On Wed, Oct 24, 2018 at 5:17 PM Wenchen Fan <cloud0...@gmail.com> wrote:

> Hi Dongjoon,
>
> Thanks for reporting it! This is indeed a bug that needs to be fixed.
>
> The problem is not about the function `map_filter`, but about how the map
> type values are created in Spark, when there are duplicated keys.
>
> In programming languages like Java/Scala, when creating map, the later
> entry wins. e.g. in scala
> scala> Map(1 -> 2, 1 -> 3)
> res0: scala.collection.immutable.Map[Int,Int] = Map(1 -> 3)
>
> scala> Map(1 -> 2, 1 -> 3).get(1)
> res1: Option[Int] = Some(3)
>
> However, in Spark, the earlier entry wins
> scala> sql("SELECT map(1,2,1,3)[1]").show
> +------------------+
> |map(1, 2, 1, 3)[1]|
> +------------------+
> |                 2|
> +------------------+
>
> So for Spark users, Map(1 -> 2, 1 -> 3) should be equal to Map(1 -> 2).
>
> But there are several bugs in Spark
>
> scala> sql("SELECT map(1,2,1,3)").show
> +----------------+
> | map(1, 2, 1, 3)|
> +----------------+
> |[1 -> 2, 1 -> 3]|
> +----------------+
> The displayed string of map values has a bug and we should deduplicate the
> entries, This is tracked by SPARK-25824.
>
>
> scala> sql("CREATE TABLE t AS SELECT map(1,2,1,3) as map")

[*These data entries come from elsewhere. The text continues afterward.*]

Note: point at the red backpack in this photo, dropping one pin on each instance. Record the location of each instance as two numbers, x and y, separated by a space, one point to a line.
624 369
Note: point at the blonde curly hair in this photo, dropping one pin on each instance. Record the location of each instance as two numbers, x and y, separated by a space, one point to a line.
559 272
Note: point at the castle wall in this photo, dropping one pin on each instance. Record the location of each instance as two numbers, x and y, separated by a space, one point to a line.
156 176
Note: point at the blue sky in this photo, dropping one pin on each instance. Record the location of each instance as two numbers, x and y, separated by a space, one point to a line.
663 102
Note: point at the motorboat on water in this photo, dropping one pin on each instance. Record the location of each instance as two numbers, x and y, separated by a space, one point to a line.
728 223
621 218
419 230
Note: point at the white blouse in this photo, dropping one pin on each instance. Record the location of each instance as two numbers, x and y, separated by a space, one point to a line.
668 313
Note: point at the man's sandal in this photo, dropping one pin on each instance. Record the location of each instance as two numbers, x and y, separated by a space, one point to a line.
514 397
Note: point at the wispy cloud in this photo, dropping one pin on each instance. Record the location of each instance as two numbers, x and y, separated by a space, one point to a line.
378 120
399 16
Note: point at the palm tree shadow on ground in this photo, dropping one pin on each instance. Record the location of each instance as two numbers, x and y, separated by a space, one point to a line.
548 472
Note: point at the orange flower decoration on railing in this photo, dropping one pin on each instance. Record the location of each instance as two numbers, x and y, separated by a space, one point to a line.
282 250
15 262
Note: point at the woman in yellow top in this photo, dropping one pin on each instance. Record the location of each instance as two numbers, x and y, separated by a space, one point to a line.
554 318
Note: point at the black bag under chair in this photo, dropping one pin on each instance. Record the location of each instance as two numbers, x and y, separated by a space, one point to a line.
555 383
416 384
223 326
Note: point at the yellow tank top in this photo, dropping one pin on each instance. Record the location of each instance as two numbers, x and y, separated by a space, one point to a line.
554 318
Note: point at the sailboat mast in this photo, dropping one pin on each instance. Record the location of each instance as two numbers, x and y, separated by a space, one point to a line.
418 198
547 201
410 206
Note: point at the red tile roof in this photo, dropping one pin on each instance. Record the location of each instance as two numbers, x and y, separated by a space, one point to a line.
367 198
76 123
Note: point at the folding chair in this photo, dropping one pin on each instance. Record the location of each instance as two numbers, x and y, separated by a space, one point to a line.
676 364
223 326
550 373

> res11: org.apache.spark.sql.DataFrame = []
>
> scala> sql("select * from t").show
> +--------+
> |     map|
> +--------+
> |[1 -> 3]|
> +--------+
> The Hive map value convert has a bug, we should respect the "earlier entry
> wins" semantic. No ticket yet.
>
>
> scala> sql("select map(1,2,1,3)").collect
> res14: Array[org.apache.spark.sql.Row] = Array([Map(1 -> 3)])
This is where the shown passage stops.